2017-01-12 20:18:53そこで、これまでいろんな人にアドバイスしてきた内容をまとめ、本にすることにしました。これを「旅行用心集」と名づけ、これから旅行をしようとする皆様の助けにしたいと思います。 文化庚午六月 八隅蘆菴
2017-01-12 20:19:02江戸時代の旅について補足を少々。 当時の旅行はほとんどが歩き旅を指しますから、当然遠方であるほど宿泊費をはじめいろんな経費がかかり、現代よりもずっと大金が必要でした。
2017-01-09 23:19:02ですからほとんどの庶民は一生に一度旅行ができればよいほうで、今でいうクラウドファンディング (見返りは土産) のように出資を募ることも多く行われています。これを当時は「講」と呼んでいました。 そのため出発の日には、大勢の出資人が見送りに押しかけ、宴会などを開いてくれたのです。

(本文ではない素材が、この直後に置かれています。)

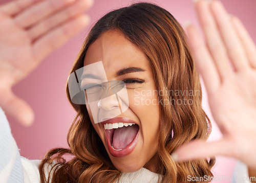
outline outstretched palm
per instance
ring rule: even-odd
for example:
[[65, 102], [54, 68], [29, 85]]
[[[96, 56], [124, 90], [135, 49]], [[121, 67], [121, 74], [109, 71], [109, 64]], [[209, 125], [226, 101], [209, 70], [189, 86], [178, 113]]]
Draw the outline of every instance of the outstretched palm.
[[[256, 48], [239, 19], [218, 1], [196, 4], [205, 44], [193, 26], [187, 27], [197, 66], [213, 117], [223, 134], [217, 142], [197, 141], [176, 152], [180, 160], [223, 155], [256, 169]], [[195, 148], [196, 147], [196, 148]]]
[[0, 6], [0, 106], [24, 125], [33, 115], [11, 91], [48, 55], [89, 23], [92, 1], [15, 0]]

2017-01-09 23:19:12また、現在でも結婚式で大安吉日が喜ばれるように、当時は旅行の出発日についても日取りを大切にしていたのです。これは江戸時代末期まではごく普通のことでした。
2017-01-09 23:19:19道中用心六十一ヶ条
【原文】一、初て旅立の日ハ足を別而静に踏立、草鞋の加減等を能試、其二、三日が間は所々にて度々休、足の痛ぬやうにすべし。出立の当坐には、人々心はやりておもはず休もせず、荒く踏立るものなり。足を痛れば、始終の難義になることなり。兎角はじめハ足を大切にするを肝要とす。

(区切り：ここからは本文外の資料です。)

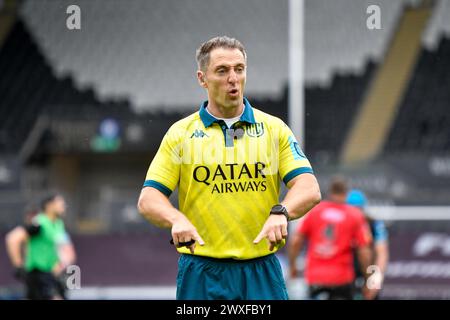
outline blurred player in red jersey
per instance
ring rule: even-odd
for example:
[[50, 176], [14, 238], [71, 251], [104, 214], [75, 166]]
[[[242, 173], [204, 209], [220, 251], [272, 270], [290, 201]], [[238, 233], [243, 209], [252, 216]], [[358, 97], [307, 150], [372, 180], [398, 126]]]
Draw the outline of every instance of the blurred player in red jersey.
[[300, 219], [289, 245], [290, 275], [297, 276], [296, 258], [307, 241], [305, 279], [311, 299], [353, 298], [353, 250], [366, 275], [371, 261], [369, 226], [363, 213], [346, 204], [347, 183], [333, 179], [328, 200]]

2017-01-13 19:18:20【現代語訳】1. 旅の出発の日は、足のコンディションを万全にし、草鞋の履き心地などをしっかりと試します。初めの二、三日間は、休憩を多めにして足を痛めないように注意してください。旅の初めはどうしてもテンションが上がって休みなく歩き続けてしまいがちです。